Archive for the ‘Neurological Signs’ Category

Fasciculations

Wednesday, August 20th, 2014

These two videos are from a middle-aged man presenting with progressive bilateral lower limb and right upper limb weakness for few months. In the first video, there are prominent fasciculations over the entire right upper limb. Whilst in the second video, fasciculations can also be noted over both lower limbs, but more prominent on the left leg. This man was subsequently diagnosed to have motor neuron disease.

Discussion of the sign

Fasciculations are involuntary, non-rhythmic contraction of muscle groups caused by spontaneous firing of motor units. They appear as fine, rapid, flickering muscle contractions which are irregular in timing and location. In the presence of other lower motor neuron signs (e.g. weakness, hypotonia, hyporeflexia), the presence of fasciculations signify the presence of lower motor neuron dysfunction. In these circumstances, denervation and reinnervation of muscle fibres secondary to lower motor neuron disease causes spontaneous excitation of individual motor units. Common lower motor neuron lesions that may result in fasciculations include anterior horn cell disease (e.g. motor neuron disease, poliomyelitis), radiculopathy, and less commonly, in entrapment neuropathy and peripheral neuropathy.

Fasciculations can also be found in patients with cholinergic toxicity (e.g. organophosphate poisoning) and can also be a normal phenomenon (benign fasciculations) if no other neurological sign could be elicited.

A common pitfall of students is that they do not observe long enough for the fasciculations to appear. Sometimes, stimulating the muscle bulk gently may elicit the fasciculations. However, students often rush through this process and are simply “flicking” the muscle but not observing long enough for the fasciculations to appear.

Areflexia

Wednesday, August 20th, 2014

The knee-jerk, ankle-jerk and plantar reflexes are being examined in this patient. There is a slight down-going plantar reflex on the right side. Otherwise, all other reflexes are absent.

Discussion of the sign

Areflexia may indicate deficits in the reflex loop. This may be due to a lesion involving the sensory neuron or the lower motor neuron in which the location of the pathology may be at the peripheral nerve, spinal roots or the spinal cord.

Neuropathy is an important cause of this sign. There may be an isolated peripheral nerve lesion, as in peripheral nerve injuries or radiculopathies; or patients may have multiple nerves involved such as mononeuritis multiplex or peripheral neuropathy. This patient presented with an ascending weakness involving the four limbs and was noted to be areflexic. She was subsequently diagnosed to have Guillain Barré syndrome.

Intention Tremor

Wednesday, August 20th, 2014

Intention tremor can be elicited by the finger-nose test. In normal patients, the movements between the physician’s finger and patient’s nose should be smooth, but adjustment is allowed according to the patient’s upper limb power. This man has intention tremor and impaired finger-nose test on the right side, whilst the left side is normal.

Discussion on intention tremor

This sign indicates a lesion at the ipsilateral cerebellum. It has been postulated that this sign is due to a loss of movement stabilisation by the cerebellum.

Common causes resulting in cerebellar signs include: stroke, tumour, demyelinating diseases, alcohol or anticonvulsant toxicity.
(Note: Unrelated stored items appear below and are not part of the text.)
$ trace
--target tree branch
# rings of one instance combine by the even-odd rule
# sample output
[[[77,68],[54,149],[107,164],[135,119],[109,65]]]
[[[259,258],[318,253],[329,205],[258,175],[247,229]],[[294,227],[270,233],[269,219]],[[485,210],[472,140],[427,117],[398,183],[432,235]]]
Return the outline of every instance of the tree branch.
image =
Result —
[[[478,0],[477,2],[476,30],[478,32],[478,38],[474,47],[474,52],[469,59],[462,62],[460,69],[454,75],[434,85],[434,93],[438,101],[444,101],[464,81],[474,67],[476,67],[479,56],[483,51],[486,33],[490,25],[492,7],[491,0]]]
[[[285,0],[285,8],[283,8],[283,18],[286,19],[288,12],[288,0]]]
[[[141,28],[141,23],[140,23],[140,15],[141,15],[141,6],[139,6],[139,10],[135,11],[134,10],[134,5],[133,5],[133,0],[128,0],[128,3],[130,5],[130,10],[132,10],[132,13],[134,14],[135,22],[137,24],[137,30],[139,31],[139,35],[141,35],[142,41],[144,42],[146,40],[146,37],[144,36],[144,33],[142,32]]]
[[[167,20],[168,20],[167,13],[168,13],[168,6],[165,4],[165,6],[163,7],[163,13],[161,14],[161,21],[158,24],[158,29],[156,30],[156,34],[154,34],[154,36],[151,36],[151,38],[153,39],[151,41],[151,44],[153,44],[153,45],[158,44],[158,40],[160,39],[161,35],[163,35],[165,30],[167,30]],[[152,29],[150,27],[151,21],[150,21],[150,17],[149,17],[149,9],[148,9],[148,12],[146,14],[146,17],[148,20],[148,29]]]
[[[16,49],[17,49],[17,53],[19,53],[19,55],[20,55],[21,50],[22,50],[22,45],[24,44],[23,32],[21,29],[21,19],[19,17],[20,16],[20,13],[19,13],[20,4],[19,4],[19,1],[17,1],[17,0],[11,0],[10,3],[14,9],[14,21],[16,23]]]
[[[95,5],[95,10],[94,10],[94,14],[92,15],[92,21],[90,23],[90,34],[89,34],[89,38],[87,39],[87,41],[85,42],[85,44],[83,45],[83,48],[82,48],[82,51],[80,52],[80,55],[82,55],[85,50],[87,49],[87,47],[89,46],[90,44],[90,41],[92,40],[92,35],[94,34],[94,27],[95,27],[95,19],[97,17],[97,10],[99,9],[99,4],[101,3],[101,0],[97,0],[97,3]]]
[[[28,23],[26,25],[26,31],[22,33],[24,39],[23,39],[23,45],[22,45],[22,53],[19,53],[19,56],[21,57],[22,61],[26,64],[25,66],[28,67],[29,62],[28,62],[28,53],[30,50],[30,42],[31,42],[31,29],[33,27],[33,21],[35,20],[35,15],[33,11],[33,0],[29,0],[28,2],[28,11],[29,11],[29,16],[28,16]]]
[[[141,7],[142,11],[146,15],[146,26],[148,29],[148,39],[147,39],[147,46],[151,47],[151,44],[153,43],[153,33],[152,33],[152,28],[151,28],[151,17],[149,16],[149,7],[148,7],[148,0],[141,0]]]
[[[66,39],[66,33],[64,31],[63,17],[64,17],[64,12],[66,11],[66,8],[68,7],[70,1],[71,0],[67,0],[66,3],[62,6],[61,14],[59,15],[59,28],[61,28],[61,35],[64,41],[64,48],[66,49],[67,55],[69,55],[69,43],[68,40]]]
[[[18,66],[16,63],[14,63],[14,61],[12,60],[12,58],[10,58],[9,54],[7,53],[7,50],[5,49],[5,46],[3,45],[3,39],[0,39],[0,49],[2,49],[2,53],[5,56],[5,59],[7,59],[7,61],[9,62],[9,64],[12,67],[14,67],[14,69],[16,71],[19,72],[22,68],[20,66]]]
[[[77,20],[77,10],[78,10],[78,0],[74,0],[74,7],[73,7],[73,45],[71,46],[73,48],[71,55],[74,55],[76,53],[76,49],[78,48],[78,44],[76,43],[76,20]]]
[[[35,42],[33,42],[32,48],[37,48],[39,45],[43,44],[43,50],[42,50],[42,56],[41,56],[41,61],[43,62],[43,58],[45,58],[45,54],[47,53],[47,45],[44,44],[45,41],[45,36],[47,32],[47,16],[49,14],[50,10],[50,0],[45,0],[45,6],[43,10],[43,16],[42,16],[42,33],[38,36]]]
There are a few points to note for the test:

  1. Clear instructions should be provided to the patient. The physician may help the patient by initiating the first few movements before asking the patient to repeat the movements by himself.
  2. The physician’s finger should not be too close to the patient, otherwise intention tremor cannot be demonstrated, which is often more pronounced at the latter part of the movement. Ideally, there should be an arm’s length between the patient’s nose and the examiner’s finger, so that the patient can fully extend his arm.
  3. The physician may move his finger, within the reach of the patient, when the patient directs his finger to his nose, so as to minimise the effect of practice.

Heel-shin Test

Wednesday, August 20th, 2014

In this video, the patient exhibits a positive heel-shin test on the right side. Compared to the left (normal) side, the right lower limb is seen to be rather clumsy.

The heel-shin test is a test to screen for ipsilateral cerebellar function. Once again, clear instructions are required for this test, and you could see that for the first couple of times, the examiner is holding the patient’s lower limb and teaching him how to do the test before asking him to do it himself.

Ataxic Wide-based Gait

Wednesday, August 20th, 2014

The gait is wide-based and the patient requires assistance from the physician for stabilization. The patient cannot turn within one or two steps but requires multiple steps. The physician then asks the patient to perform tandem-walking at the end of the video but the patient is unable to do so due to severe instability. The patient exhibits ataxia which could be due to a cerebellar problem or deficits in proprioception.